Свернули на темные бульвары.
– Безобразие! – возмутилась Галина. – Неделю света нет!
– Я три раза твое кино смотрел, – признался Саша. – Из зала выходил и сразу же в кассу… снова билет покупать.
Он вынул из кармана широченных брюк мятую пачку папирос, засунул в нее пальцы… но пачка была пуста.
– Красивая ты… на экране, – продолжил он. – Сил нету смотреть!
– В жизни хуже? – кокетливо спросила Галина.
– Нет! – покраснел Русаков. – В жизни ты… другая!
– Фотогения, – понимающе ответила Галина.
– Чего? – насторожился Саша.
– Когда тебя берут сниматься, то в первую очередь смотрят твою фотогению… То есть как ты будешь смотреться на экране… – пояснила Галя, – потому что в жизни ты можешь быть писаной красавицей, а на экране дурнушкой… и наоборот!
– А у меня это есть… – Русаков забыл слово.
– Фотогения, – подсказала ему Галя.
– Как ты думаешь? – и Саша остановился в ожидании ответа.
Галина всмотрелась в него и честно призналась:
– Темно! Ничего не видно! Завтра днем посмотрю.
– Товарищ! – обратился Русаков к проходившему мимо мрачному работяге с деревянной сумкой на плече. – Закурить не найдется?
– В лавке хорошие, – огрызнулся работяга.
– Так закрыты лавки, товарищ, – не отставал хотевший курить Русаков.
– Утром откроются, – пошел дальше работяга.
– Жмот, – ругнулся Русаков вслед прижимистому курильщику.
Они дошли до единственного работающего фонаря на бульваре.
– Присядем? – предложил Саша. – Тепло!
– Сядем, – согласилась Галина. – Но ненадолго, завтра рано вставать.

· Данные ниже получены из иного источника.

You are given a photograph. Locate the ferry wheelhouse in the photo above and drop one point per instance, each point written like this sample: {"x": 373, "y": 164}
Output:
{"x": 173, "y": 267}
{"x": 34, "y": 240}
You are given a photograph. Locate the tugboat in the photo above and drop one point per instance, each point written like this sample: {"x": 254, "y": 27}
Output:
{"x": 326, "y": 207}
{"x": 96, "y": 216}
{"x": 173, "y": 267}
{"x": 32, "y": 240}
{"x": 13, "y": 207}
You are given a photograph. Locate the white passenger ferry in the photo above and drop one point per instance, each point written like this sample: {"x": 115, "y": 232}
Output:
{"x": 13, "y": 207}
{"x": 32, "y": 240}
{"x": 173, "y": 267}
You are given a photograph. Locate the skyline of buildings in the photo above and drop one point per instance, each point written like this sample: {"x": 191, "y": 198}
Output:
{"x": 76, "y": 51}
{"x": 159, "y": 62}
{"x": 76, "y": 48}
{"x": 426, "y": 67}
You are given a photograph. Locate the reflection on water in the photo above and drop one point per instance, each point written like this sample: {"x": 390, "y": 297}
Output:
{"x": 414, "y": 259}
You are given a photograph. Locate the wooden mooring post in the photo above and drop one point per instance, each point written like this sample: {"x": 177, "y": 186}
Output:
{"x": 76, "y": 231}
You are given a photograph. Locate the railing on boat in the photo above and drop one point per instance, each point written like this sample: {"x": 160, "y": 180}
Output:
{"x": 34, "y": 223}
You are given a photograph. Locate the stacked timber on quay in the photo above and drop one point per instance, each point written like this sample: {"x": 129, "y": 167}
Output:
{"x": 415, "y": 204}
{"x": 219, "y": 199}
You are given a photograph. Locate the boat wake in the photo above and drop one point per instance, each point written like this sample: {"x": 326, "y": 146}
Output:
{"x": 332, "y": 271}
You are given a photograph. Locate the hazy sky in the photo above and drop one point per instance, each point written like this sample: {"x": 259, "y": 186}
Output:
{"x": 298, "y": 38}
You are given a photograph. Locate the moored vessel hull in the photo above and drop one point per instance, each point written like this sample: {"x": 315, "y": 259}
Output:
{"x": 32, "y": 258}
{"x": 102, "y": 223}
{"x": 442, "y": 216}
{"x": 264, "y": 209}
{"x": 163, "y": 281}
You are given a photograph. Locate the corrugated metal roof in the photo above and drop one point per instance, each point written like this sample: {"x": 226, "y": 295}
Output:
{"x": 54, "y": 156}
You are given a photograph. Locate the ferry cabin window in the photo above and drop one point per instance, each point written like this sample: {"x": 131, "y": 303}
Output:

Они сели на изрезанную сердцами и именами возлюбленных скамейку.
– Завтра распределение ролей! – мучаясь от отсутствия курева, напомнил Русаков. – Ромео наверняка Панкратову отдадут… а какой он Ромео? У него лицо плоское, деревенское! Рост небольшой и ноги с выворотом! Я всю жизнь мечтал Ромео сыграть, – продолжил жаловаться Саша. – На первом курсе тайком от всех роль выучил! Фехтованием занимался! Посмотри на меня! – вдруг попросил он. – Посмотри! Похож я на Ромео? Послушай!
Он вскочил со скамейки, вышел на середину аллеи и, воздев руки в мощном жесте, продекламировал:
– Как? – опустив руки, спросил он Галину.
– Хорошо, – одобрила Галина.
Русаков вернулся на скамейку:
– Я знаю, что хорошо… – печально согласился он. – Что с того? Арсеньев меня не любит и развиваться не дает! Если мне Ромео не дадут, я из театра уйду! – неожиданно заявил он. – А ты?
– Что я? – испугалась Галина.
– Ты уйдешь со мной? – он взял ее за руку.
– Как это… – растерялась Галя. – Уйти!
– Я, знаешь, люблю тебя! – признался он. – Сильно люблю! Я сегодня целый день думал… проверял себя… и окончательно понял – люблю я тебя! У меня ведь раньше… до тебя… были… там… страстишки, а вот чувство настигло в первый раз!
– Но зачем же сразу из театра уходить? – взмолилась Галина. – Надо поговорить с Арсеньевым, показаться ему, вот с этим отрывком, который ты сейчас читал! Он почувствует! Поймет! Поговори с ним завтра!
– Ты меня любишь? – не отпускал Галину руку Саша.
– Я не знаю, – призналась Галина.
Русаков осторожно положил ее руку на ее же колени и отвернулся.
Галя смотрела на его красивый профиль, на изящной формы руку, небрежно опирающуюся на спинку скамейки.
– Ликом светлый, глаза ясные, волосы русые, рука прямая… – прошептала она.
– Что? – повернулся к ней Саша. – Что ты шепчешь?